D’après Dr. Fatima Diallo, les résultats montrent particulièrement qu’en réalité la plupart des travailleuses domestiques sont dans un niveau de précarité assez absolue. Et la majorité d’entre elles reçoivent dés fois globalement à partir de 27 000F CFA de salaire.

Elle poursuit : « La plupart d’entre elles ou même la majorité ne savent même pas ce qu’est la sécurité sociale. Plus de 90% n’ont pas de contrat de travail, les rares cas où on note la présence de contrat entre les différentes parties dans le cadre de ce secteur, c’est quand on est avec des travailleuses domestiques qui travaillent au niveau des représentations diplomatiques, en tout cas, au niveau des expatriés. Et ce qui concerne celles qui travaillent au niveau des ménages sénégalais, la quasi-totalité n’ont pas de contrat de travail. La plupart aussi des travailleuses domestiques, plus de 90% déclarent souvent aussi, être victimes de violence de tout genre ».

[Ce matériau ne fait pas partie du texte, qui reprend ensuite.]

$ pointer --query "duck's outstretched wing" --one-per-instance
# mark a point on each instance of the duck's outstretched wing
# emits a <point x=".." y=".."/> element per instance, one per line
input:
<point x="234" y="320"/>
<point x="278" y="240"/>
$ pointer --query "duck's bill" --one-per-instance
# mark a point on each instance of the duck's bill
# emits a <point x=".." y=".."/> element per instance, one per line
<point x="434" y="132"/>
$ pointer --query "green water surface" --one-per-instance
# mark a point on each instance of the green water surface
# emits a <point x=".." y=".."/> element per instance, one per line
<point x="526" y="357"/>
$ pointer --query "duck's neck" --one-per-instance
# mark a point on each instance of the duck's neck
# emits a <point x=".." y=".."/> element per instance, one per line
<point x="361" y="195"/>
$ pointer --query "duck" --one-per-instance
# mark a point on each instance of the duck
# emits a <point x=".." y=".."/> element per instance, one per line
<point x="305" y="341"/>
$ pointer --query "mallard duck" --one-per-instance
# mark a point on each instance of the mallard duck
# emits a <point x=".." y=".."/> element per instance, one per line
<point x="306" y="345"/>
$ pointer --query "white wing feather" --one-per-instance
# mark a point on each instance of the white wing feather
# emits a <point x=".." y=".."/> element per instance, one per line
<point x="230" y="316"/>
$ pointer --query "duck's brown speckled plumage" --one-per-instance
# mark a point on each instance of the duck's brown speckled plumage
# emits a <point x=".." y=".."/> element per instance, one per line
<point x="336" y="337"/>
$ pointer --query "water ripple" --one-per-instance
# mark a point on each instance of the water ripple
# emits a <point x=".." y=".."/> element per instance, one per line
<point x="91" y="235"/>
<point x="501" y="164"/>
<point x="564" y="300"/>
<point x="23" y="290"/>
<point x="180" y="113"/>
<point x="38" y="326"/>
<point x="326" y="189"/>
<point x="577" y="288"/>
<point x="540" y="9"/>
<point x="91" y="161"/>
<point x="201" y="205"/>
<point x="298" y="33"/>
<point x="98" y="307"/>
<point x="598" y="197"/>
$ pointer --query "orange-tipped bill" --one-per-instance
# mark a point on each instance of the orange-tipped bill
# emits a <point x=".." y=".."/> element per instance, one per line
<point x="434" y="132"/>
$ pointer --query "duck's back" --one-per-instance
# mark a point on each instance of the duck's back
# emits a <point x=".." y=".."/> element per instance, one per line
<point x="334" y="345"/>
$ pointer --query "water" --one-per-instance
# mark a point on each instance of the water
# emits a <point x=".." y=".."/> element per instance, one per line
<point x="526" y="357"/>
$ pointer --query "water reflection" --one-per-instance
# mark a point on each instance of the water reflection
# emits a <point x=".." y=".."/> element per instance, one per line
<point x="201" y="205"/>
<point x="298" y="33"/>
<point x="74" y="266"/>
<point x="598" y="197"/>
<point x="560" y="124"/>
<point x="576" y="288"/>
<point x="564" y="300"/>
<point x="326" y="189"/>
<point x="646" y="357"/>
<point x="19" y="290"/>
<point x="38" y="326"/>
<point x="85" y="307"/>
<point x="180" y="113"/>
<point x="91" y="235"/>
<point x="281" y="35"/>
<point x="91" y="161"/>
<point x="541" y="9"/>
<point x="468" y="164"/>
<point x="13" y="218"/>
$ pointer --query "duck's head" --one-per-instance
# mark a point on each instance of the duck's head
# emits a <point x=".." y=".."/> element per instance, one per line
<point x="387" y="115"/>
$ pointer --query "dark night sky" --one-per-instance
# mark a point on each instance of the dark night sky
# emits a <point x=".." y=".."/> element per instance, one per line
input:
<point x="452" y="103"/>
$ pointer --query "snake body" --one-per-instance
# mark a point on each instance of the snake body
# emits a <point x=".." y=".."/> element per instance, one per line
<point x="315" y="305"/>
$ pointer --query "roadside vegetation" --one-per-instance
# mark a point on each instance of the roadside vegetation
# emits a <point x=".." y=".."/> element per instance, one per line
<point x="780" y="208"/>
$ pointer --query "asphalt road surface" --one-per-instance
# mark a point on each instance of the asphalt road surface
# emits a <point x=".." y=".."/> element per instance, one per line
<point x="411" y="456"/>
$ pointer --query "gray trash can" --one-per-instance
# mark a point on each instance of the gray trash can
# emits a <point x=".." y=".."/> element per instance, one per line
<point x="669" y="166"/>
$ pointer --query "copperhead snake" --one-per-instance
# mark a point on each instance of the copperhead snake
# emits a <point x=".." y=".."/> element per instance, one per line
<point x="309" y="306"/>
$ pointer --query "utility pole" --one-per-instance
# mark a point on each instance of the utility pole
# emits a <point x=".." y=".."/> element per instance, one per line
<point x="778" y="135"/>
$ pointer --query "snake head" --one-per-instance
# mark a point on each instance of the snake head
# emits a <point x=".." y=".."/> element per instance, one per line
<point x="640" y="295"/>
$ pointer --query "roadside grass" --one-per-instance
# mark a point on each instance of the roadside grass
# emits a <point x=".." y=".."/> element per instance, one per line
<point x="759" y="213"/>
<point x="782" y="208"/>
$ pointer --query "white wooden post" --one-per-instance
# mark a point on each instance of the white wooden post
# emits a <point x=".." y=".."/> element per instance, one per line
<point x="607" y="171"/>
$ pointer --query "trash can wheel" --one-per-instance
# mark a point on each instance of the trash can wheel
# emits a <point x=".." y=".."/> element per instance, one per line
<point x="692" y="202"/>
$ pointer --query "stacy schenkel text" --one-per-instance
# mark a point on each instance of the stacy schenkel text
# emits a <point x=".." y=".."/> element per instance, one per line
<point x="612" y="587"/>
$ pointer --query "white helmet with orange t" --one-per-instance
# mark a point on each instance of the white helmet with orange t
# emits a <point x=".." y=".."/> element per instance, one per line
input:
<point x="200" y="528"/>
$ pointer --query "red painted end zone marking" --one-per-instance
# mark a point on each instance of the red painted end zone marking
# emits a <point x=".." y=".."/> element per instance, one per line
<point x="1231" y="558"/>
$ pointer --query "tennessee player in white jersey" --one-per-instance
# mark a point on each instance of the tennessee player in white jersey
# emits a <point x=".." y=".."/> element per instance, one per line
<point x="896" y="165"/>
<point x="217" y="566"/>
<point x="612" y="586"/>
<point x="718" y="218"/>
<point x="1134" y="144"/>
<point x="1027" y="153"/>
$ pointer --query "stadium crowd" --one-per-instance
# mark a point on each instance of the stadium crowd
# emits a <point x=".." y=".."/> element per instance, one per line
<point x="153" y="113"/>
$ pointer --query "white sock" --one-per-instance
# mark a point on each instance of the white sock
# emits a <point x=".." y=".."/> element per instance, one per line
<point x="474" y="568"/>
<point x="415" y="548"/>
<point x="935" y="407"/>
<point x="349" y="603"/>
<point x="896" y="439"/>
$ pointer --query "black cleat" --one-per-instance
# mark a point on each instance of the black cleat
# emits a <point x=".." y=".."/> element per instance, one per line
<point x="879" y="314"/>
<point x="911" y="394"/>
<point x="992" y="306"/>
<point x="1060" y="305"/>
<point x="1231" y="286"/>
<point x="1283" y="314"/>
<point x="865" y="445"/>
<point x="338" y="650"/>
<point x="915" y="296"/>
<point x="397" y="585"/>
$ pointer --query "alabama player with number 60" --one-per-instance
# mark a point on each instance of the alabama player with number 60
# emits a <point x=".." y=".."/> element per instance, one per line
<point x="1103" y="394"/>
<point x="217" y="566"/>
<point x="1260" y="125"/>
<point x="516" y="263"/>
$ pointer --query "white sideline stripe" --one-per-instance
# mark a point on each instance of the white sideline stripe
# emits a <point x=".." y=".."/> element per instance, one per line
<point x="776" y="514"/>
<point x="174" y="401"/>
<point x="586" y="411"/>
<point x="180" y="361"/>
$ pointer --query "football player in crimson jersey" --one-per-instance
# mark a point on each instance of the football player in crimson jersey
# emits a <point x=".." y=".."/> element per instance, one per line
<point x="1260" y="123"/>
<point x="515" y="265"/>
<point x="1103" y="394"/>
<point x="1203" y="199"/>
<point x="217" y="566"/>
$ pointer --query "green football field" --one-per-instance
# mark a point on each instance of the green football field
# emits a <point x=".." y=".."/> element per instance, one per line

Un secteur de travail domestique qui est particulièrement préoccupant en termes de précarité

« Avec les résultats de l’étude, ce qu’on constate, c’est le Sénégal, à l’instar de l’ensemble des pays où nous avions été, a encore un secteur de travail domestique qui est particulièrement préoccupant en termes de précarité, en termes de conditions de travail, en termes de violence sur le genre. Et nous pensons qu’il est important que des décisions importantes soient prises pour avoir le changement escompté pour une meilleure protection des droits des travailleuses domestiques. Nous interpellons l’ensemble des acteurs particulièrement les syndicats, les organisations de la société civile mais surtout les acteurs institutionnels en vue qu’on procède à la ratification de la 589 qui est la convention de l’OIT qui a été adoptée en 2011 pour la protection des droits des travailleurs et des travailleuses à travers le monde. Pour l’instant, il n’y a que l’Afrique francophone, il n’y a que la Guinée qui a eu à ratifier la convention », renchérit Dr. Fatima Diallo.

Quant à Mme Corka Ndiaye, présidente de l’association de défense des droits et des aides ménagères et domestiques (ADDAD Sénégal), elle affirme : « Notre organisation, c’est une association sous-région basée au Mali, créée en 2011 et actuellement, elle existe dans 10 pays, Mali, Burkina, Togo Benin, côte d’ivoire, Guinée, Sénégal, Gambie, Ghana et la Mauritanie.Nous défendons la même cause, c’est que les travailleuses domestiques puissent jouir de leurs droits. Elles ne sont pas considérées dans les ménages et pourtant, elles exercent un travail noble. Nous voulons le regroupement de toutes les associations afin de porter ce plaidoyer pour une ratification de la convention parce qu’il est temps que ces travailleuses bénéficient d’une bonne protection sociale, de bons contrats ».

M. Moustapha Kane, représentant des syndicats, souligne que : «On a été interpelé sur beaucoup de choses surtout sur les droits des femmes travailleuses, elles travaillent comme celles qui sont dans les bureaux. Elles doivent bénéficier de contrat et de la protection sociale comme tout travailleur. Notamment, elles doivent aussi avoir des textes qui doivent réglementer leur secteur qui est tellement important. On est interpellé sur les violences faites à ces travailleuses, ce qui n’est pas normal, elles sont sous-payées, elles sont vulnérables. Nous interpellons les autorités étatiques pour qu’elles fassent quelque chose pour ces braves femmes. Nous sommes prêts à les accompagner ».

Rappelons que le projet sur la « documentation des violations des droits économiques, sociaux et culturels des domestiques pour appuyer le plaidoyer en Afrique de l’ouest Francophone » vise à générer les connaissances nécessaires à la prise de décision en matière de protection des droits des travailleurs et travailleuses domestiques.